Eye on China, South gets 1st Sukhoi squad with BrahMos
India now has a new lethal weapons platform to keep a ‘strategic eye’ over the Indian Ocean Region (IOR), especially the Bay of Bengal, as well as carry out ‘long-range precision strikes’ against hostile aircraft carriers or other high-value targe...
The IAF will commission a squadron of Sukhoi-30MKI fighter jets, especially modified to carry the 2.5-tonne air-launched supersonic BrahMos cruise missiles, at its Thanjavur airbase in Tamil Nadu on Monday. Primarily tasked with a maritime strike role, these Sukhois will be “a huge addition to IAF’s operational capabilities”, Air Chief Marshal Rakesh Kumar Singh Bhadauria said.

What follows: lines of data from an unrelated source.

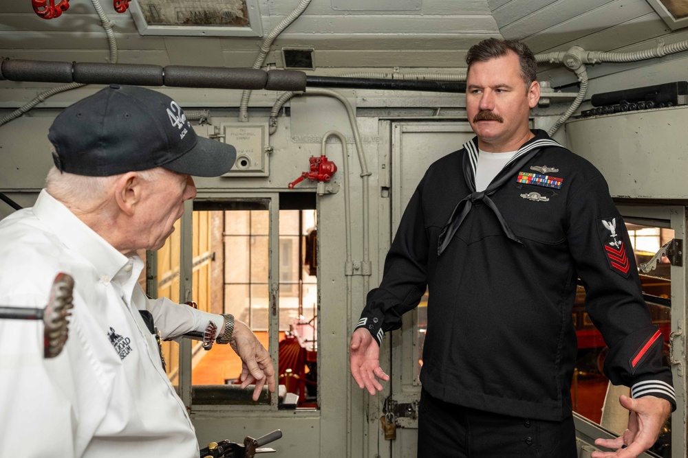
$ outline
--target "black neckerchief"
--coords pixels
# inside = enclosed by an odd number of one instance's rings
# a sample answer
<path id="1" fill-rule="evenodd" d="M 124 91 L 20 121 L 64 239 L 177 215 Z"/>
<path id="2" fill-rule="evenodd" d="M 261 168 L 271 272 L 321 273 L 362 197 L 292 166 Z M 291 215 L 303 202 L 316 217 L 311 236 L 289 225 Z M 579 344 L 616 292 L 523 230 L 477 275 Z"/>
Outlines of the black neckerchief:
<path id="1" fill-rule="evenodd" d="M 475 191 L 475 169 L 477 166 L 478 156 L 477 137 L 473 137 L 472 140 L 464 144 L 464 149 L 466 150 L 463 158 L 464 178 L 466 179 L 466 183 L 471 192 L 456 204 L 453 211 L 451 212 L 451 216 L 447 220 L 444 227 L 442 227 L 438 241 L 437 254 L 438 256 L 451 242 L 451 239 L 453 238 L 454 234 L 458 230 L 459 226 L 464 222 L 466 216 L 473 208 L 473 204 L 480 202 L 484 203 L 495 212 L 495 215 L 499 220 L 502 229 L 507 237 L 514 242 L 522 243 L 509 225 L 506 224 L 506 221 L 502 216 L 499 209 L 497 208 L 497 205 L 489 196 L 502 187 L 502 185 L 528 163 L 538 153 L 541 148 L 543 146 L 561 146 L 550 139 L 544 131 L 535 130 L 533 132 L 535 136 L 519 148 L 487 188 L 480 192 Z"/>

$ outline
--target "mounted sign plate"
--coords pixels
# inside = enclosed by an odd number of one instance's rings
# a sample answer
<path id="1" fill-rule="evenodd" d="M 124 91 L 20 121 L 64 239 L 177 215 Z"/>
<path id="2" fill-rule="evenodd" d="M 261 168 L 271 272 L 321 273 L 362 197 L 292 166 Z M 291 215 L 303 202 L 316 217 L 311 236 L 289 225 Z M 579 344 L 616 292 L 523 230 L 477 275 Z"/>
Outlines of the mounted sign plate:
<path id="1" fill-rule="evenodd" d="M 258 0 L 138 0 L 129 10 L 141 35 L 263 36 Z"/>
<path id="2" fill-rule="evenodd" d="M 267 123 L 223 123 L 224 142 L 237 148 L 237 161 L 223 176 L 268 176 Z"/>

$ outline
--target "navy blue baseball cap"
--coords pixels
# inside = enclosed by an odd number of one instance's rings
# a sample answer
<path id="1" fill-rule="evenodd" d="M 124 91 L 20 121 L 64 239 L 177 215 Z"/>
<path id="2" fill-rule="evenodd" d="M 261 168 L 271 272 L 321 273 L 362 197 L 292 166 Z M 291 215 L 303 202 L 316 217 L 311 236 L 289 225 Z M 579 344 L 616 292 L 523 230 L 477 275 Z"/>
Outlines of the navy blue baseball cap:
<path id="1" fill-rule="evenodd" d="M 137 86 L 111 84 L 67 106 L 47 137 L 57 168 L 89 176 L 155 167 L 217 176 L 237 158 L 231 145 L 196 135 L 176 102 Z"/>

BrahMos director-general Sudhir Mishra told TOI, “It’s the realisation of our dream to provide IAF with a formidable and much-desired capability to strike from long standoff distances on any target at sea or on land with pinpoint accuracy.”
The new Sukhoi squadron, nicknamed ‘Tiger Sharks’, will be commissioned with four to six fighters at Thanjavur on Monday, and will induct its full complement of 18 fighters by the end of the year. With a combat radius of almost 1,500 km without mid-air refuelling, the Sukhoi will combine with the 290-km range BrahMos missile to constitute a formidable weapons package.
The deployment at Thanjavur is clearly in response to China’s fast-expanding strategic footprint in the IOR, with Beijing now also looking to establish additional logistics facilities in the IOR after setting up its first overseas military base in Djibouti on the Horn of Africa in August 2017, while also using Karachi as a regular naval turnaround facility.
Just last month, Navy chief Admiral Karambir Singh had confirmed that Indian warships recently drove away a Chinese oceanic research vessel , Shi Yan-1, after it was found acting suspiciously near the strategically-located Andaman and Nicobar archipelago. There are seven to eight Chinese warships, including submarines, present in the IOR at any given time, he said.
The Navy already operates its Poseidon-8I long-range maritime patrol aircraft, which are packed with sensors and weapons to detect, track and destroy enemy submarines, from its INS Rajali base at Arakkonam in Tamil Nadu.
With IAF having inducted 260 of the 272 twin-seat Sukhois contracted from Russia for around $15 billion, 42 of the fighters are to be eventually armed with BrahMos missiles. With India joining the 34-nation Missile Technology Control Regime (MTCR) in June 2016, which “removed the caps” on the range of the missile developed jointly with Russia, plans are also afoot to develop an extended range BrahMos with a 450-500 km range. The MTCR basically prevents the proliferation of missiles and drones over the range of 300 km.